Nonminimal planar electrodynamics modified by higher-derivative terms

TL;DR

This paper develops a (2+1)-dimensional modified electrodynamics framework with higher-derivative terms, analyzing its physical modes, unitarity, and potential applications to condensed matter phenomena like the quantum Hall effect.

Contribution

It introduces a novel class of nonminimal planar electrodynamics with higher derivatives inspired by the SME, exploring their physical properties and potential condensed matter applications.

Findings

Derived propagators and physical modes for the models.

Identified parameter regions for sub- and superluminal propagation.
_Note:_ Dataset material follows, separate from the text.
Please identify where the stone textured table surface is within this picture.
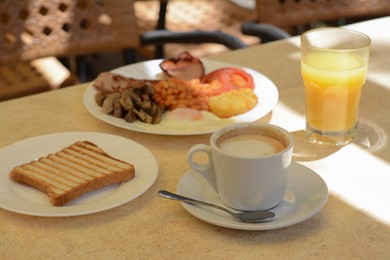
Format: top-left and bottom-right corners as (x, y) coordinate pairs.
(0, 18), (390, 259)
Predicted momentum- and direction-dependent Hall resistivity corrections.

Abstract

We consider a (2+1)-dimensional modified electrodynamics endowed with terms that are either Lorentz-invariant or Lorentz-violating and involve an ever increasing number of derivatives. Our construction relies on U(1) gauge invariance and the Abelian Chern-Simons term poses the starting point. The structure of the nonminimal Standard-Model Extension (SME) in (3+1) spacetime dimensions serves as an inspiration for our pursuit. For elaborate studies and applications we particularly focus on the second term of the operator series in the general framework, which is the first contribution with additional derivatives. The latter forms the essential ingredient for several models of modified planar electrodynamics to be examined. The propagators of the models constitute the foundation for us deriving the physical propagating modes as well as for drawing conclusions on unitarity in the quantum regime. We are also interested in identifying parameter regions of sub- and superluminal mode propagation and determine classical solutions of the field equations for the planar models introduced. Moreover, a duality between an extended Chern-Simons theory and a subset of the fermion sector coefficients in the nonminimal SME is pointed out, as well. Finally, the integer quantum Hall effect is chosen as a testbed to demonstrate the applicability of our findings to real physical systems. Predictions on momentum- and direction-dependent corrections of the Hall resistivity are made at the level of effective field theory, which could be tested in experiments. Thus, the (2+1)-dimensional models proposed are potentially applicable to model electromagnetic phenomena in certain planar condensed-matter systems.